Погиб и другой наш летчик, Мясков. Самолет его был подбит, и Мясков выбросился на парашюте. Сильный ветер стал относить его за передний край, в сторону противника. Раскачиваясь на стропах парашюта, Мясков видел, как внизу уходит родная земля. Спасения не было. Тогда он снял ордена, вместе с партийным билетом аккуратно завернул их в платок и бросил к своим.

Тысячи глаз с земли смотрели, как ветер относит советского летчика к врагу. Мясков приземлился между первой и второй траншеями фашистской обороны. С нашего наблюдательного пункта было видно, как летчик, освободившись от парашюта, выхватил пистолет и в упор отстреливался от окружавших его фашистов. Затем он приложил дуло пистолета к своему виску и сделал последний выстрел.

Вечером в землянку зашел Кузьмин. За годы войны он возмужал и заметно вырос. Он стал опытным, обстрелянным летчиком, командиром эскадрильи.

— Товарищ командир, — обратился Кузьмин, не успев еще закрыть а собой дверь, — что же делать? Всего шесть исправных самолетов осталось. Мне завтра, можно сказать, и воевать не на чем. Или опять на умении?

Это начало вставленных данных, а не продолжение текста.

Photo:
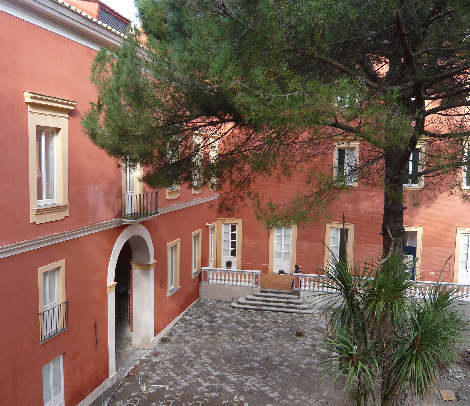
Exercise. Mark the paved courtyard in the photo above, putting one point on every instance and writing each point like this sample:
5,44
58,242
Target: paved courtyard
217,355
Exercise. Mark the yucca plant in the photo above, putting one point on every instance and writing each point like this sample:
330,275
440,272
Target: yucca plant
381,339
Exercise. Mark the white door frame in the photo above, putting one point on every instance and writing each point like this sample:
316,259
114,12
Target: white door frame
142,289
230,257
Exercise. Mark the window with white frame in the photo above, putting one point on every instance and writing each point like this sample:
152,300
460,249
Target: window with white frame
173,191
211,245
196,252
412,179
52,301
464,259
48,120
282,249
46,166
197,161
173,266
466,168
53,382
213,154
345,162
340,239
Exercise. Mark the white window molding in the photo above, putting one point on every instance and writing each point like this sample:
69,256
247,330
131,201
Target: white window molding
53,382
173,261
466,168
414,166
345,162
198,151
196,252
48,114
213,156
332,238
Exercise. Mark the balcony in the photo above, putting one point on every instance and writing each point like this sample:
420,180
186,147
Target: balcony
224,284
53,321
136,207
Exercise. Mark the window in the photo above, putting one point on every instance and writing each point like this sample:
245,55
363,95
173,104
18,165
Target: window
132,187
462,256
466,168
173,266
196,252
197,163
229,232
213,154
340,240
173,192
47,167
212,245
52,303
413,167
282,249
346,158
412,249
53,382
48,119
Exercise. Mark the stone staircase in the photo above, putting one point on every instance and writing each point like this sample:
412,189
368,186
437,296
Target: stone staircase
274,301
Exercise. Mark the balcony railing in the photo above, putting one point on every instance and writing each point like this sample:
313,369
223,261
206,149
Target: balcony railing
53,321
234,277
321,283
139,206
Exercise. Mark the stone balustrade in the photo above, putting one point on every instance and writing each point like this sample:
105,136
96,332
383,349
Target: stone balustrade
232,277
321,283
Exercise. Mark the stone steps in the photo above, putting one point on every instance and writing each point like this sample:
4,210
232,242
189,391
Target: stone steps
274,301
275,295
292,306
271,309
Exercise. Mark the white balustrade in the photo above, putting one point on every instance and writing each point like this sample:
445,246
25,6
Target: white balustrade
233,277
321,283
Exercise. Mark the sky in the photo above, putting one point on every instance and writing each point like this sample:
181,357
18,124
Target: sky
124,7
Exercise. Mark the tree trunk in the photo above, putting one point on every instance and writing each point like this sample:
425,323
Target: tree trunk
393,231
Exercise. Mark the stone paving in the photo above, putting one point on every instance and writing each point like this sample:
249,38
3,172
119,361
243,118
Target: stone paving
217,355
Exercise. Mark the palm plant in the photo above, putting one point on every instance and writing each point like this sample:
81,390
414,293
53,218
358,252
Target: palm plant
382,339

— Ты, Кузя, мои мысли угадал. Без умения и при полном составе не обойтись. Немцы тоже понесли большие потери, и самолетов у них меньше, чем у нас. Давай лучше поговорим о тактике, что можно внести нового, чтобы противника захватывать врасплох.

Мы сели на своего любимого конька. Начались творческие поиски нового, обобщение опыта. Сошлись на том, что немцев надо встречать на подходе к переднему краю, когда они не ждут нападения..

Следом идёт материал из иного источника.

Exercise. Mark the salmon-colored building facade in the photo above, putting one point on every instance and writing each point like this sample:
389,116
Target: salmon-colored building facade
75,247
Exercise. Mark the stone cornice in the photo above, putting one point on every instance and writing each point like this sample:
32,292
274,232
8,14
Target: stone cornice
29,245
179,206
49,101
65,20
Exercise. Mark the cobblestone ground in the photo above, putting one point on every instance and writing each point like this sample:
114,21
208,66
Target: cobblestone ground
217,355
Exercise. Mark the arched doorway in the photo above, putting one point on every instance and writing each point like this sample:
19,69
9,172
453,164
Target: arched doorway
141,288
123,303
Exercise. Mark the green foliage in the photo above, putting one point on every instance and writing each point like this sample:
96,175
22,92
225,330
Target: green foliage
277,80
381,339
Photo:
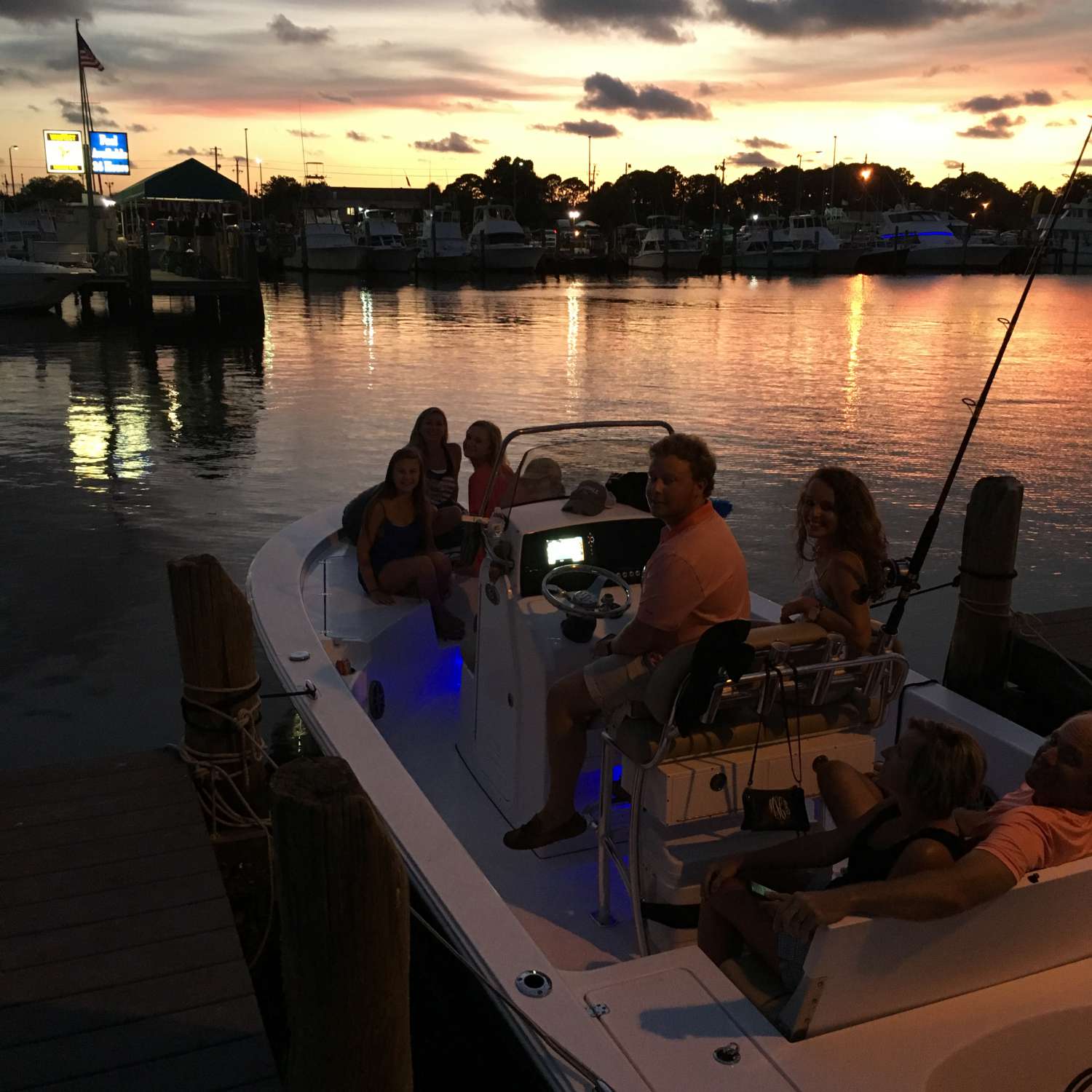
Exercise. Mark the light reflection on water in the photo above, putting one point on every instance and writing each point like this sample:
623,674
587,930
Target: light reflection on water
117,456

...С утра 9 августа ведем бои с бомбардировщиками.

Мелкие группы "мессершмиттов" в драку почти не ввязываются. И только к вечеру, когда солнце склонялось к горизонту, в районе Опатув нам повстречалась группа из двенадцати вражеских истребителей.

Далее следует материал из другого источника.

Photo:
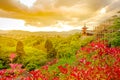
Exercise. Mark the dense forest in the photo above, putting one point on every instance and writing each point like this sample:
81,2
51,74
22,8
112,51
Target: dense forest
35,49
38,56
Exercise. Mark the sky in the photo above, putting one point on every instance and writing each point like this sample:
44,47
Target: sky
54,15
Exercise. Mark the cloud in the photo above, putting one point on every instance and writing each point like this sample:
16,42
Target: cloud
49,12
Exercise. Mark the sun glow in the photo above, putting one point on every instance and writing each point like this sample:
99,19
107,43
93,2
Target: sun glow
28,3
103,11
15,24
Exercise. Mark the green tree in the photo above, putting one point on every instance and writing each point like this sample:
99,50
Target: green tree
20,51
48,45
50,49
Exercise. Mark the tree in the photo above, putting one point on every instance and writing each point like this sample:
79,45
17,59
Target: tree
50,49
48,45
20,51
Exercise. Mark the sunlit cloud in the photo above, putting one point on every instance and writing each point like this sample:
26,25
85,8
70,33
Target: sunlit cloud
28,3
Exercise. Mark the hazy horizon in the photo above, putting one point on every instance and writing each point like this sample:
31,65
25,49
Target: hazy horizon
55,15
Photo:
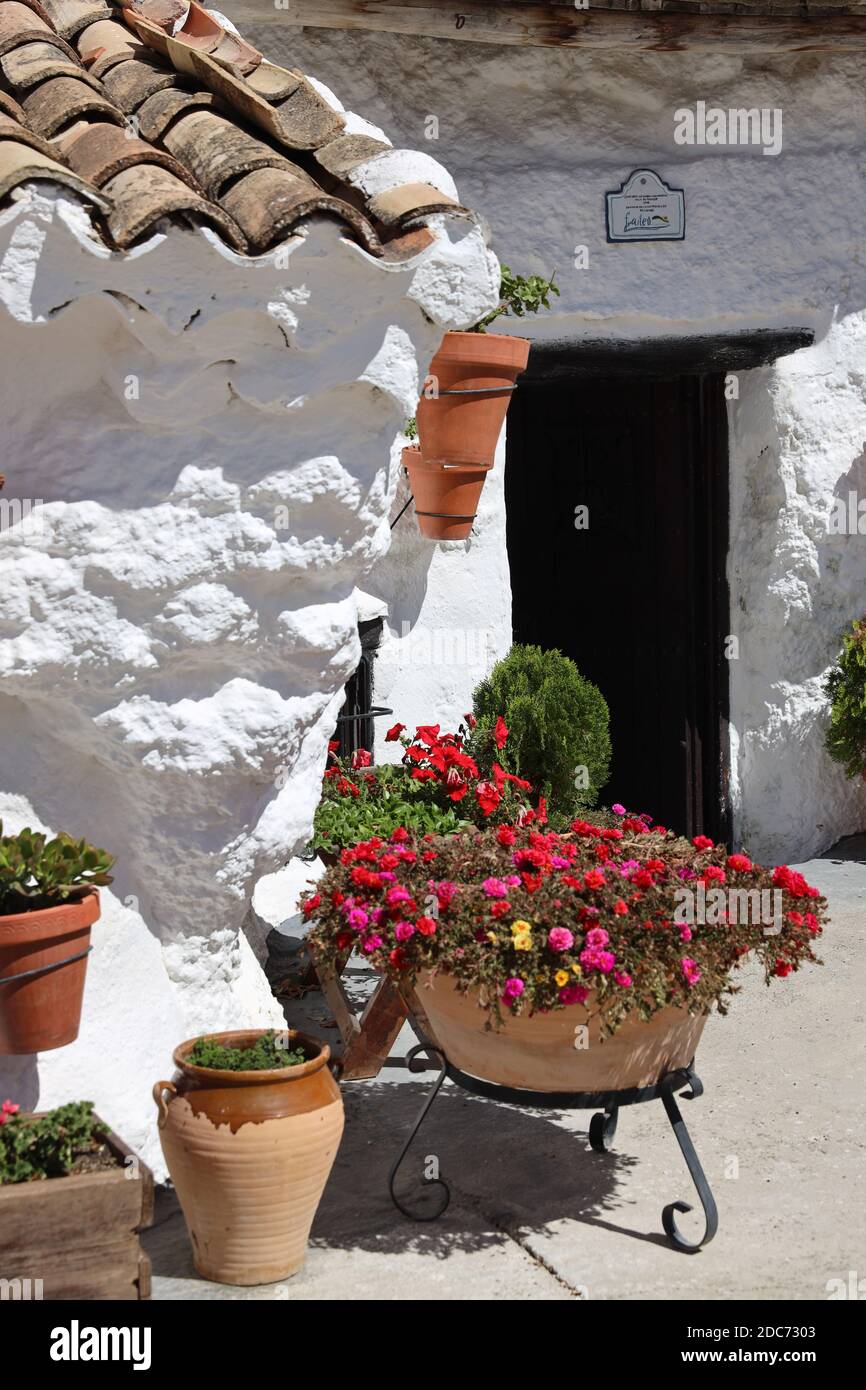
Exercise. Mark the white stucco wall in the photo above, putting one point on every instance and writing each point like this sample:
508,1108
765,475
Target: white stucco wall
206,441
535,138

Боевой порядок противника не был эшелонирован по высоте, в то время как наш был построен в два эшелона ударная группа и группа прикрытия. Ударное звено вел я, звено прикрытия — Кузьмин. Фашисты увидели лишь мою четверку и, маскируясь лучами заходящего солнца, решили атаковать. По поведению "мессершмиттов" я легко понял, что противник малоопытный, необстрелянный, но немцев много. Что ж, попробуем схватиться.

В наушниках предупреждающе прозвучал голос ведомого: — Впереди слева "мессершмитты"! Приказываю спокойно следовать в том же боевом порядке, чтобы противник не смог разгадать моего замысла.

Командир группы "мессершмиттов" приготовился атаковать нас сзади. Будучи уверенным в нашей беспечности, он начал заводить все свои самолеты с левым разворотом. Мы не меняем курса. Когда гитлеровцы развернулись и, увеличив скорость, стали сокращать дистанцию, я подал команду:

— Разворот все вдруг на сто восемьдесят, за мной в лобовую!

Фашисты не успели опомниться, как попали под встречный удар нашей четверки. Их ведущий попытался было развернуть свою машину, но тем самым оказался в еще более невыгодном положении. Моя пулеметная очередь прошлась по его бензобакам. Самолет загорелся и рухнул на землю.

В быстром темпе повторяем атаку за атакой. Надеясь на свое количественное превосходство, гитлеровцы, однако, не уходят. Ведущий второй пары Сопин сбил еще один самолет, но и это не образумило противника.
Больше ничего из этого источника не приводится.